Writer in Residence and Royal Literary Fund Fellow

Jo Bell is an award-winning poet described by the Poet Laureate, Carol Ann Duffy, as "one of the most exciting poets now writing". Her plaudits include the Charles Causley Prize, the Manchester Cathedral Prize and she has twice been longlisted for the National Poetry Prize. Her work has been broadcast on BBC Radio 4 and 6 Music Live, and as the flagship poem in a TV advertising campaign for the Nationwide building society. She appears in anthologies of bird poetry, poetry on popular culture and the Penguin anthology, The Poetry of Sex. Her latest collection Kith (Nine Arches Press, 2015) is described by broadcaster Stuart Maconie as "witty, sexy and deft".

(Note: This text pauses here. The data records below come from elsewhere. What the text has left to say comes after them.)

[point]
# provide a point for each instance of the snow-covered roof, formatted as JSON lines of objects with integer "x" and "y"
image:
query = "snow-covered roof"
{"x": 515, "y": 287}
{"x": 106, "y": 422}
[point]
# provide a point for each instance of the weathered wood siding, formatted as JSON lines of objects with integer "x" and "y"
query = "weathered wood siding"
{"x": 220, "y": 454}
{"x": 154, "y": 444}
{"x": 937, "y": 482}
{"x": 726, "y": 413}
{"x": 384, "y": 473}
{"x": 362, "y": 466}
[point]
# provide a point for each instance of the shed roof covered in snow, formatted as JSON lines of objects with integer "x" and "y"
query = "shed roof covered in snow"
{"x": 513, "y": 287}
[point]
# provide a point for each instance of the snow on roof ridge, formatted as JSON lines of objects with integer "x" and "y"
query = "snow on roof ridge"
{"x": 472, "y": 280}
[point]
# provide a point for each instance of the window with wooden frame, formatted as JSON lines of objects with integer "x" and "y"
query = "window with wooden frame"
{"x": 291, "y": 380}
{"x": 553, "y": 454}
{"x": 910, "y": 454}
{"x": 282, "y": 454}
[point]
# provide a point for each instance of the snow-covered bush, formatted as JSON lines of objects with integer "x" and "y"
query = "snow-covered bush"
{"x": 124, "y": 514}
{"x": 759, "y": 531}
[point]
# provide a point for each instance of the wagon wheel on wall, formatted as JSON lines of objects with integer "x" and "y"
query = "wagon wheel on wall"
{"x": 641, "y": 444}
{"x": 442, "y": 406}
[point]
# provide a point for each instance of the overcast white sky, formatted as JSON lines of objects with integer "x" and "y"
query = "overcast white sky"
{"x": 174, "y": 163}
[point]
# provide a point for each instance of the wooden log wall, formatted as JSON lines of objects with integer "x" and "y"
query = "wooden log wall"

For eighteen years Jo was a professional archaeologist, working in northern England, Turkey and Greece and later specialising in UK industrial archaeology. During a job curating a collection of historic narrow boats, she went native and has been a boat dweller since 2003. She was the inaugural Canal Laureate for the UK, appointed in 2012 by the Canal and River Trust.

For several years the director of National Poetry Day, Jo has also been a writer in residence at many locations including Glastonbury Festival. Known for her social media projects, in 2015 she received a Saboteur Award for her project 52, which encouraged people to write regularly for one year and led to a book, 52: Write a Poem a Week. Jo also writes and blogs on the practice of writing. Her latest title How To Be A Poet (with Jane Commane) will be published for Christmas 2017, and she is editing Candlestick Press’ short collection of Ten Sexy Poems.

Jo's work is based on plain language and clear, sincere expression - skills which she believes are transferable to any discipline. She looks forward to helping students communicate their best ideas in a clear and elegant way.